Although I was finally as content as one could be with the scar, I welcomed winter last year.  While people I didn’t know, or know well, were asking about my scar, people I was closer too really seemed to be either disgusted by it or sick of the topic all together.  The holidays are hard for me, so to be able to ignore the fact that I was now imperfect in their eyes, was something I was content with too.

By spring, the redness had faded more, the dimpling was almost gone.  As the redness faded, freckles along the scar line became more obvious.  It’s a really strange thing, but when the freckles that were pulled together in a straight line showed, the scar began to look worse again.  It took someone pointing that out to me though.  Over the course of about 5 hours with this person, they brought up my scar quite a few times.  Why did it still look so bad?  Isn’t there something I could put on it? What does the doctor say about it?  I found out later that her husband was about to have surgery for one spot of melanoma and one SCC, so I think she was worried about that.  I got home that day, and really looked closely at my scar.  It was a perfect silver line, but the freckles really hid that fact.

Over the course of this summer, I got back into the blogs I had been spot checking throughout the winter, and got inspired to share my story.  If I felt like mine was unique, just as everyone else who shared their stories did, then maybe I would also find someone with a similar story.  Plus, I really had worn out the only people who would listen.  My family never did listen.  They offered me use of their in home tanning bed when I visited and acted like I slapped them when I stuttered saying “I cant tan anymore”. Then caused a scene when I applied sunscreen to my daughter, because she “needed” the sun. They told me I was overreacted when I couldn’t find sunscreen in the car when we decided to stay for a church picnic, said I was making a big deal out of nothing.  I have reevaluated some friendships, ended a couple, allowed a couple to grow stronger.  Although I have not named names and have tried to keep how people are related to a minimum in this blog, I hope now those reasons are obvious, it has been a good outlet for me to share news, vent my frustrations over situations, or just talk out an idea in a way that I can develop it.  I am very thankful for that.

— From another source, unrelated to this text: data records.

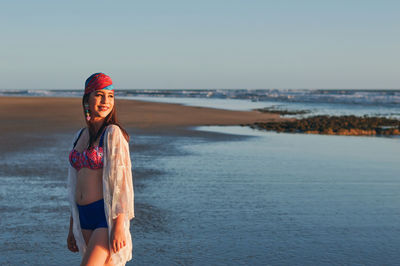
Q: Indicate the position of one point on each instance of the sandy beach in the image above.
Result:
(25, 116)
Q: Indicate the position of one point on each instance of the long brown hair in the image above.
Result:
(111, 119)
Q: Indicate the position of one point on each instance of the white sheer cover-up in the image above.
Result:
(117, 192)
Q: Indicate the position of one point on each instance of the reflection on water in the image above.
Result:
(257, 199)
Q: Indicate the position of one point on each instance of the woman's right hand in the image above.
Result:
(71, 243)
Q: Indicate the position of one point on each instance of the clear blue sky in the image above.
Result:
(201, 44)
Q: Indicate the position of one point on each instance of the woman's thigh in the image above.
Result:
(97, 252)
(86, 235)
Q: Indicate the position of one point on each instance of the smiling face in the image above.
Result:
(101, 103)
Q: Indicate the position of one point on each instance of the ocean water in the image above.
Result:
(259, 198)
(223, 196)
(383, 103)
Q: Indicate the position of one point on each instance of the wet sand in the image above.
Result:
(23, 118)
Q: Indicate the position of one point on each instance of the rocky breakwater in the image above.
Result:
(335, 125)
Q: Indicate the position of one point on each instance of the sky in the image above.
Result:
(201, 44)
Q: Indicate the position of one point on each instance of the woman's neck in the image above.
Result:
(97, 122)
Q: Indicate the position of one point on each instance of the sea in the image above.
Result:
(226, 195)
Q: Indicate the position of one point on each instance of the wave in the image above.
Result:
(348, 96)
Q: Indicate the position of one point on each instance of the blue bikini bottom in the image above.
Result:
(92, 216)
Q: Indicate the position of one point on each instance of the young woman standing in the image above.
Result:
(100, 181)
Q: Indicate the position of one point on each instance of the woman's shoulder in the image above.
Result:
(113, 130)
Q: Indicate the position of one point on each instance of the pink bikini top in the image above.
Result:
(91, 158)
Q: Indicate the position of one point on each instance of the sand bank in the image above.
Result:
(43, 114)
(22, 117)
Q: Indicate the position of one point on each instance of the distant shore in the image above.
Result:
(24, 116)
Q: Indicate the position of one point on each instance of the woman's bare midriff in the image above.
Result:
(89, 183)
(89, 186)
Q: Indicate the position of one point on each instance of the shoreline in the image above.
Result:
(29, 121)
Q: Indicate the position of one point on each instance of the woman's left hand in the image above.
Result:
(118, 240)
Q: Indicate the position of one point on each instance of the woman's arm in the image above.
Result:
(118, 239)
(119, 179)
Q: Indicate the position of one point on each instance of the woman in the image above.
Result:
(100, 181)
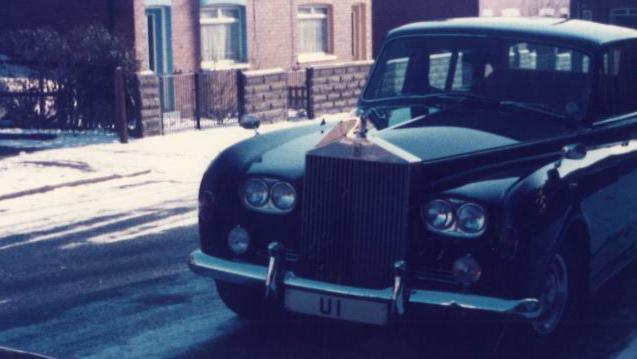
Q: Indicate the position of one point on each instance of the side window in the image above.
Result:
(523, 56)
(617, 86)
(440, 62)
(394, 77)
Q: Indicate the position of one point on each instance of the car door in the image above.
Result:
(618, 119)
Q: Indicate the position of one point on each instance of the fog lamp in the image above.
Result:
(466, 270)
(239, 240)
(283, 196)
(438, 215)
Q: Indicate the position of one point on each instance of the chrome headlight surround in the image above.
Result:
(281, 196)
(468, 219)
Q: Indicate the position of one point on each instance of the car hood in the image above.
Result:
(438, 142)
(442, 135)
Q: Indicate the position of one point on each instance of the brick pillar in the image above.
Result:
(147, 98)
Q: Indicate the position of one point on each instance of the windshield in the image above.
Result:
(537, 76)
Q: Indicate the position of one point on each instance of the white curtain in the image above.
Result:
(313, 35)
(220, 42)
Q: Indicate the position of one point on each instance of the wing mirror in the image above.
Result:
(574, 152)
(250, 122)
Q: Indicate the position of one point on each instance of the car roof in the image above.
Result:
(586, 34)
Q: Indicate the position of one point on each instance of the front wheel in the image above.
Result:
(554, 297)
(246, 302)
(563, 295)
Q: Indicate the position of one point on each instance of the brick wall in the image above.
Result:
(264, 94)
(524, 7)
(185, 35)
(272, 31)
(600, 10)
(336, 88)
(148, 111)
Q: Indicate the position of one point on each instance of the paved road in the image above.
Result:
(137, 299)
(99, 271)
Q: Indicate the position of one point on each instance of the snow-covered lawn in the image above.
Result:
(56, 193)
(14, 138)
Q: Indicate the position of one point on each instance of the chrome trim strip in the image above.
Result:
(528, 308)
(226, 270)
(243, 273)
(390, 147)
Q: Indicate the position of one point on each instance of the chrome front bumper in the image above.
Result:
(397, 296)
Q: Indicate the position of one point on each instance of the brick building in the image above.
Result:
(618, 12)
(185, 35)
(550, 8)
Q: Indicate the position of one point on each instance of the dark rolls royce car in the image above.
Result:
(491, 168)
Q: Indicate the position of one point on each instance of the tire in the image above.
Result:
(562, 315)
(247, 302)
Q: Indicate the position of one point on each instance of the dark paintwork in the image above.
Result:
(511, 169)
(584, 34)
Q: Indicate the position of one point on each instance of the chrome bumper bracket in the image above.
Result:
(275, 252)
(398, 292)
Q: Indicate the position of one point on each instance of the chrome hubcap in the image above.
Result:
(554, 297)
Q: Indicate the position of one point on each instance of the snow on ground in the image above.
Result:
(52, 194)
(17, 138)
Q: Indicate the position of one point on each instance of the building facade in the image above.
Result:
(512, 8)
(188, 35)
(179, 36)
(618, 12)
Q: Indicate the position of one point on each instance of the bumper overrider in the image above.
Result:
(276, 281)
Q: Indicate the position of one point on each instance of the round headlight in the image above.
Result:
(471, 218)
(438, 214)
(283, 196)
(466, 270)
(255, 193)
(238, 240)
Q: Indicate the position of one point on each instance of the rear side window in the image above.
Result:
(618, 82)
(525, 56)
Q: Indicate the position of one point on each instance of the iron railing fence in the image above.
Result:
(198, 100)
(297, 91)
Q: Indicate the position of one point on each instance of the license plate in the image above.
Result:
(329, 306)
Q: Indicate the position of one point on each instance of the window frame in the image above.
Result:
(327, 16)
(221, 19)
(597, 117)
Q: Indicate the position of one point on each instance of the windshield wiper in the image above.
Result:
(542, 109)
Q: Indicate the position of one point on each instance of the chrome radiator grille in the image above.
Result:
(355, 215)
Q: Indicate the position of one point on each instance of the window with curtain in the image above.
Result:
(313, 29)
(222, 34)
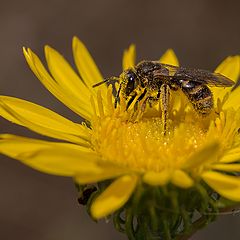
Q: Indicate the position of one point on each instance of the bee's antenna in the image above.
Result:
(106, 80)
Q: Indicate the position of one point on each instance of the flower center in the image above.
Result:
(141, 145)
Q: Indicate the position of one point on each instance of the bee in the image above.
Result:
(153, 81)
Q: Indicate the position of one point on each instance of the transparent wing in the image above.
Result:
(198, 75)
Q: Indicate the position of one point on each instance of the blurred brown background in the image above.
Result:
(35, 206)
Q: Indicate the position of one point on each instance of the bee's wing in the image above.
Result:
(200, 76)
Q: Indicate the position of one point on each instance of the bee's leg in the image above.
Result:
(130, 101)
(139, 99)
(164, 102)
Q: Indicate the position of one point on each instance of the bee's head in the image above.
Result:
(129, 82)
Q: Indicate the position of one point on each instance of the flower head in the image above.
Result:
(122, 151)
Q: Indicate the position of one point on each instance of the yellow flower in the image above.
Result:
(124, 145)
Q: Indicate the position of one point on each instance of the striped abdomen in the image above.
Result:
(199, 95)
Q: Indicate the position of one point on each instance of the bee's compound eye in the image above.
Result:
(131, 79)
(187, 84)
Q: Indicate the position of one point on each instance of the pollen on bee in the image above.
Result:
(130, 140)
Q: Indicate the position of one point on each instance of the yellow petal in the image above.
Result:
(65, 76)
(169, 57)
(114, 197)
(225, 185)
(129, 57)
(181, 179)
(86, 66)
(103, 172)
(62, 159)
(230, 68)
(227, 167)
(58, 91)
(157, 178)
(206, 154)
(233, 99)
(41, 120)
(231, 156)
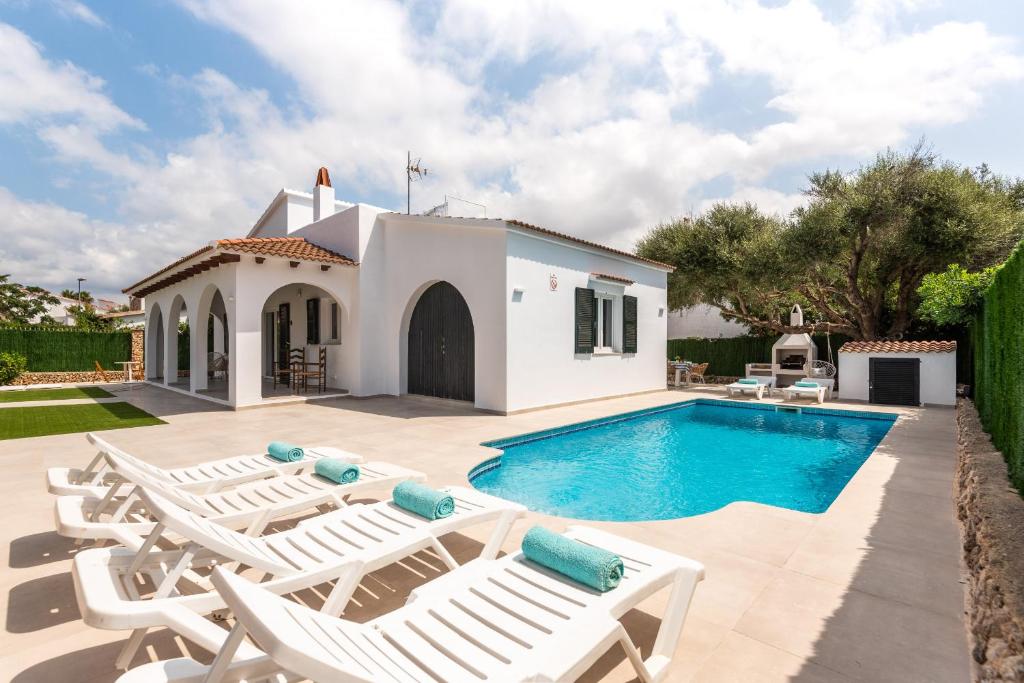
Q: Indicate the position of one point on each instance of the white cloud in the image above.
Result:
(602, 141)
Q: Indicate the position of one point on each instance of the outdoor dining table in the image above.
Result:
(126, 369)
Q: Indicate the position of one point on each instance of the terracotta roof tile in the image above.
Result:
(295, 249)
(291, 248)
(614, 279)
(898, 347)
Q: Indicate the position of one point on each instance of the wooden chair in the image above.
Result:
(286, 375)
(696, 373)
(99, 375)
(315, 370)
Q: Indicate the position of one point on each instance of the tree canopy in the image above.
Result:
(22, 305)
(854, 257)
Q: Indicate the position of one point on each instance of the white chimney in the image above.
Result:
(797, 315)
(323, 196)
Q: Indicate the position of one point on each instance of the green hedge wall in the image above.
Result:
(727, 356)
(998, 364)
(67, 349)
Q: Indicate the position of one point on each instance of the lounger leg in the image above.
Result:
(672, 624)
(342, 592)
(502, 529)
(226, 653)
(634, 656)
(131, 647)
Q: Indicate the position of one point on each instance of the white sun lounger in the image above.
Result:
(506, 620)
(818, 392)
(204, 478)
(343, 545)
(759, 389)
(251, 506)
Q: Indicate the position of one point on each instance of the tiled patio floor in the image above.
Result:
(868, 590)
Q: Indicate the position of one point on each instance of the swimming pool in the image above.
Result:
(684, 460)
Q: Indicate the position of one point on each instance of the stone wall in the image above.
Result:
(137, 354)
(991, 514)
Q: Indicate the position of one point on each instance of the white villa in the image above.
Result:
(507, 315)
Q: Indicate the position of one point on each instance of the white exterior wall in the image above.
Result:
(704, 322)
(938, 376)
(401, 257)
(543, 368)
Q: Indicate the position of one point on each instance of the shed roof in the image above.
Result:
(898, 347)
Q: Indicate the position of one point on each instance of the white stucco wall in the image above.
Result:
(401, 257)
(543, 368)
(938, 376)
(704, 322)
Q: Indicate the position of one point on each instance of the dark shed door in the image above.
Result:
(894, 381)
(440, 345)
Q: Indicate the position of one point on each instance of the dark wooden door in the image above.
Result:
(894, 381)
(284, 338)
(440, 345)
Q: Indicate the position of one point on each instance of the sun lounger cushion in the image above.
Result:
(422, 500)
(592, 566)
(286, 453)
(337, 470)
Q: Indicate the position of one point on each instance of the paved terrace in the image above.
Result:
(868, 590)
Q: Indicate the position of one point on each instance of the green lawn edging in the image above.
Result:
(47, 420)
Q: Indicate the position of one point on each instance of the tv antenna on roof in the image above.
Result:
(411, 170)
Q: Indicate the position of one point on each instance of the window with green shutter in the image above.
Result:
(312, 321)
(629, 325)
(586, 321)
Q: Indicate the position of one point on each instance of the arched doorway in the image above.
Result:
(440, 345)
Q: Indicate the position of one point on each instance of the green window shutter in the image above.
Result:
(629, 325)
(586, 321)
(312, 321)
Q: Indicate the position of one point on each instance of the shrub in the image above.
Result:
(998, 366)
(11, 366)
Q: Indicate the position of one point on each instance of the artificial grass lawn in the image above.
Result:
(53, 394)
(45, 420)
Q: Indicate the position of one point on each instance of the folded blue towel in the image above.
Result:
(598, 568)
(424, 501)
(337, 470)
(286, 453)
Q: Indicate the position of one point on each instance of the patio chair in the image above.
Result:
(342, 546)
(251, 506)
(98, 374)
(505, 620)
(206, 477)
(296, 356)
(695, 373)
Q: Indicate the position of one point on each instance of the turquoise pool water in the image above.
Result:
(684, 460)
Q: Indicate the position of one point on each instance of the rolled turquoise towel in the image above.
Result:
(424, 501)
(286, 453)
(337, 470)
(598, 568)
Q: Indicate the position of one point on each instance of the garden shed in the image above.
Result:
(898, 373)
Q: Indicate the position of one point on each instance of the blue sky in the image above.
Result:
(131, 132)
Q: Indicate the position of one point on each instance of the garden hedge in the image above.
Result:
(998, 364)
(727, 356)
(66, 349)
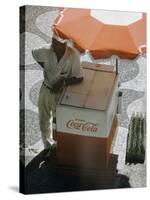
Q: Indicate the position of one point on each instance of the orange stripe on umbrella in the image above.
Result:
(100, 38)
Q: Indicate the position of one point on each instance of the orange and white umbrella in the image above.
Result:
(103, 33)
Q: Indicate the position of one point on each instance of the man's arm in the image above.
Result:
(37, 55)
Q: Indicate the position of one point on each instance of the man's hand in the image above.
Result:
(73, 80)
(58, 85)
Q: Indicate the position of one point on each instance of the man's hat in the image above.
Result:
(59, 39)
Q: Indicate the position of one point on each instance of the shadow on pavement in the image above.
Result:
(42, 177)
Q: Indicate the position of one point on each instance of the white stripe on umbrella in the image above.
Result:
(116, 17)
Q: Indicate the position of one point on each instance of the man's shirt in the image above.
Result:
(67, 67)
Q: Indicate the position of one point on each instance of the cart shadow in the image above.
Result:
(42, 176)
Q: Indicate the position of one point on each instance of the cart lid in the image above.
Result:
(94, 92)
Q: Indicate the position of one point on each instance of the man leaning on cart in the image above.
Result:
(61, 66)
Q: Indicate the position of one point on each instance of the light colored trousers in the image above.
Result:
(47, 106)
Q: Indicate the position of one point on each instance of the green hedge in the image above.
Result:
(135, 152)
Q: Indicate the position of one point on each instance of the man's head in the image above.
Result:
(58, 44)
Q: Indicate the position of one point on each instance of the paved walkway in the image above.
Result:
(133, 84)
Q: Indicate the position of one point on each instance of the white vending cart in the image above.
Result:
(86, 120)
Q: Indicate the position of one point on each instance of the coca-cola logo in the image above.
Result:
(82, 125)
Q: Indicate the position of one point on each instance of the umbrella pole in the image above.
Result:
(116, 66)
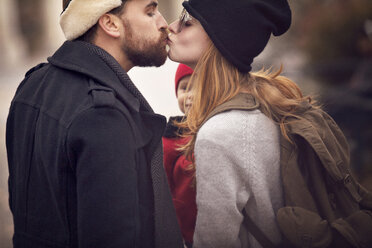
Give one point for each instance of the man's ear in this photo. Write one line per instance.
(110, 24)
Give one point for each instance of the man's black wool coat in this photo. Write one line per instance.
(79, 149)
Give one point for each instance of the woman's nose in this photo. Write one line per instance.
(173, 27)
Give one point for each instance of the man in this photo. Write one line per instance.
(84, 146)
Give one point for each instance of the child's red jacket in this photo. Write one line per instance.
(180, 180)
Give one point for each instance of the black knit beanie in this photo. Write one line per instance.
(240, 29)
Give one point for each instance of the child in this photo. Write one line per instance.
(180, 177)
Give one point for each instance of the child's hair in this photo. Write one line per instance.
(216, 81)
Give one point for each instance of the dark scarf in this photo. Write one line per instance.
(167, 231)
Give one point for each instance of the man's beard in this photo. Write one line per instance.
(144, 52)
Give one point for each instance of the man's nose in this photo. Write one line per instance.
(162, 23)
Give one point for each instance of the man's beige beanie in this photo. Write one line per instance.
(81, 15)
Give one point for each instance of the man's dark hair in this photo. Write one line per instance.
(89, 35)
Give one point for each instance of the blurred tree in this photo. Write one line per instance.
(329, 32)
(31, 20)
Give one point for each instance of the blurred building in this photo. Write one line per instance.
(29, 32)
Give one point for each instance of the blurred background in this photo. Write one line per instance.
(328, 52)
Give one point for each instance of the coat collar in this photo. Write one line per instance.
(242, 101)
(76, 56)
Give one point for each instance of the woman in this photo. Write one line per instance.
(236, 152)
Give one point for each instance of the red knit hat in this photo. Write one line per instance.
(182, 71)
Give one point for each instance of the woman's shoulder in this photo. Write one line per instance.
(235, 123)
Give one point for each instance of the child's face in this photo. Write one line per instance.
(184, 96)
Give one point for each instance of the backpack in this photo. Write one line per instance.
(324, 205)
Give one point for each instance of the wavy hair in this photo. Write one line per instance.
(215, 81)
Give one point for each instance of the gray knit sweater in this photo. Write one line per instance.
(237, 159)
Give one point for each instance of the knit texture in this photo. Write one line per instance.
(237, 166)
(81, 15)
(240, 29)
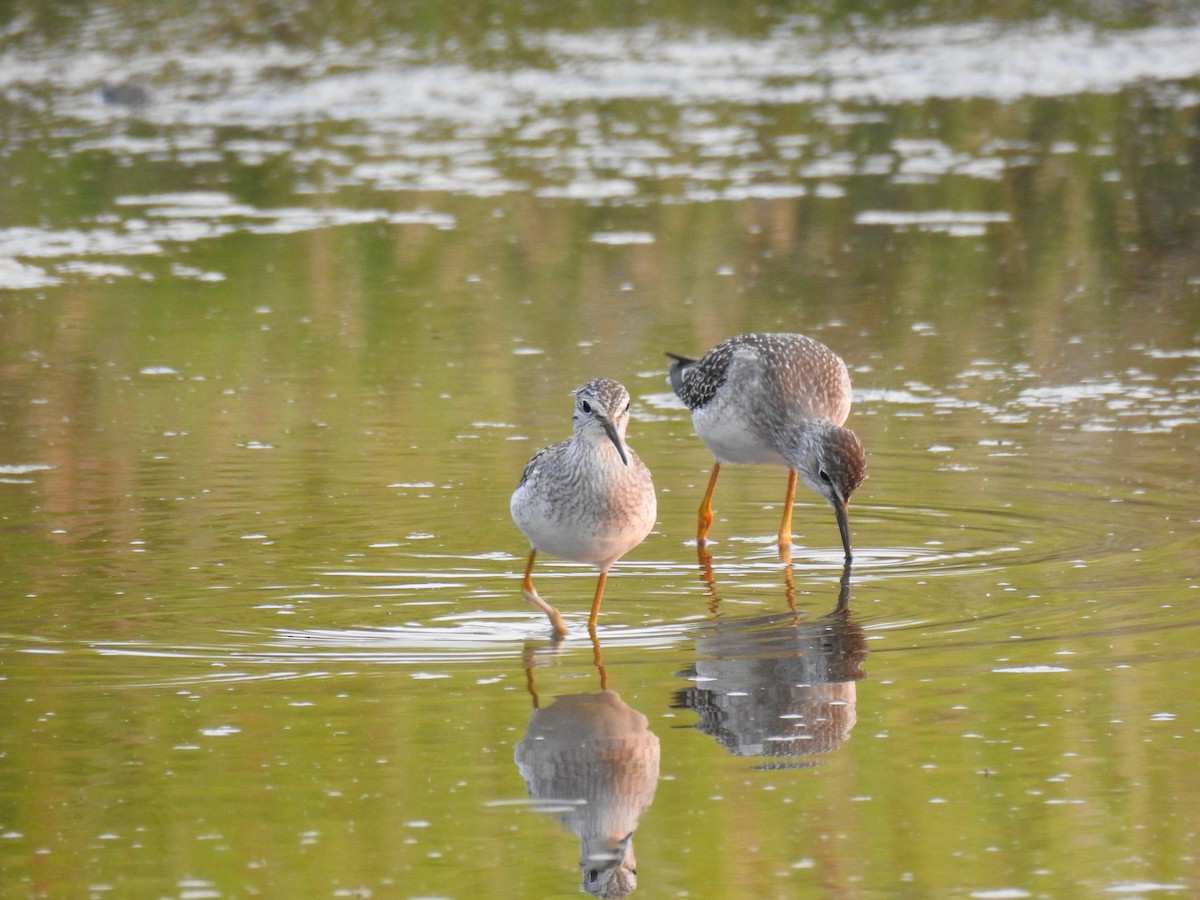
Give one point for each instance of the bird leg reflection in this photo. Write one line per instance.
(531, 594)
(598, 659)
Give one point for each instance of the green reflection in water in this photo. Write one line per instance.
(263, 629)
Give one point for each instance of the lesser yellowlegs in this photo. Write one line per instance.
(588, 498)
(775, 399)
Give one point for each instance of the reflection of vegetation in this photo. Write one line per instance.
(491, 33)
(366, 384)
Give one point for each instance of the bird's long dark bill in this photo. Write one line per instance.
(843, 513)
(611, 431)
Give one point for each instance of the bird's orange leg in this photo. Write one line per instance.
(531, 594)
(705, 520)
(785, 527)
(595, 603)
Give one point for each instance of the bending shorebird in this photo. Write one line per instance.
(775, 399)
(588, 498)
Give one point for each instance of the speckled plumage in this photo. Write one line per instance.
(588, 498)
(775, 399)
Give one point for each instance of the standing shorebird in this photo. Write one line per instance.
(588, 498)
(775, 399)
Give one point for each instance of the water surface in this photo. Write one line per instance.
(287, 304)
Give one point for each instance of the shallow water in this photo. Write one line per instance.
(286, 312)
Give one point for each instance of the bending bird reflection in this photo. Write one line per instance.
(588, 498)
(775, 399)
(777, 685)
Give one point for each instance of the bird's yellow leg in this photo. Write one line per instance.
(531, 594)
(705, 520)
(598, 659)
(785, 527)
(595, 604)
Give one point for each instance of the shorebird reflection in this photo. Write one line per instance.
(778, 685)
(592, 762)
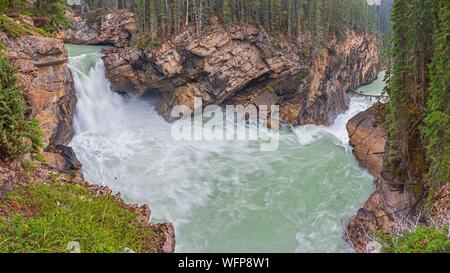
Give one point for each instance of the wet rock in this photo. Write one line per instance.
(46, 82)
(116, 28)
(63, 159)
(440, 211)
(245, 65)
(393, 203)
(368, 139)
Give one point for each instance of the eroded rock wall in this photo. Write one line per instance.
(46, 82)
(245, 65)
(115, 28)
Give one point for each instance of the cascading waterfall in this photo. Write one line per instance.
(221, 196)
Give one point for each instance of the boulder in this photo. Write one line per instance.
(368, 139)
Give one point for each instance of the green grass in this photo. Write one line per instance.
(46, 217)
(419, 240)
(16, 28)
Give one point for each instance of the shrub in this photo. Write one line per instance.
(46, 217)
(419, 240)
(19, 134)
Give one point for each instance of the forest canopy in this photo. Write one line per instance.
(295, 18)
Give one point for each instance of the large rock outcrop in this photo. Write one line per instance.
(115, 28)
(46, 82)
(393, 205)
(245, 65)
(368, 139)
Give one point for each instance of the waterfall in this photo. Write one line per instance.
(221, 196)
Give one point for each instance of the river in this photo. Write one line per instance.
(221, 196)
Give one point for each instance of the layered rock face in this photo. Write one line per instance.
(46, 82)
(368, 139)
(392, 203)
(115, 29)
(244, 65)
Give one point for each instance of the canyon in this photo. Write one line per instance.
(227, 65)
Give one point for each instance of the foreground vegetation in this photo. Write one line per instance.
(47, 217)
(419, 91)
(48, 15)
(419, 240)
(19, 134)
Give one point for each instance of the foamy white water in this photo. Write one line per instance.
(221, 196)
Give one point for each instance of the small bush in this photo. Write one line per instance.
(419, 240)
(19, 135)
(46, 217)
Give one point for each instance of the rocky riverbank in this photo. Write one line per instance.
(235, 65)
(48, 88)
(245, 65)
(393, 207)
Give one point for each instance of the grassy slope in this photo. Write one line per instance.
(45, 217)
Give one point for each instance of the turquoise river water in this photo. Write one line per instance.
(221, 196)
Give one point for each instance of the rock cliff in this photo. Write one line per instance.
(245, 65)
(47, 83)
(48, 88)
(393, 206)
(115, 29)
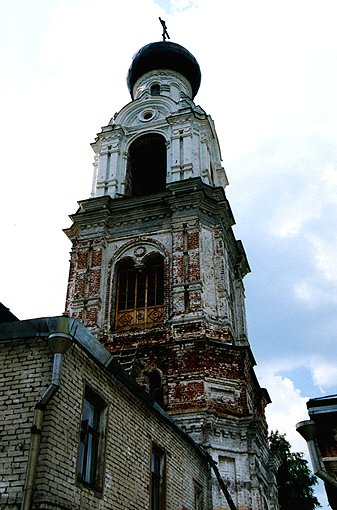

So here we are, December 2, 18 months post melanoma surgery. In the past week, it has gotten cool enough that short sleeves will be put away for a few months.  I can type without seeing my scar out of the corner of my eye.  It isn’t looking back at me when I look in the mirror. I will miss the invitations to share, because people wont know to ask about the scar they cant see, but it will give me an opportunity to practice approaching others, before I begin to speak to groups in the spring.   What was once envy that other people had scars in places that could be hidden, is now a yearning to never have to hide mine, because it is a part of me.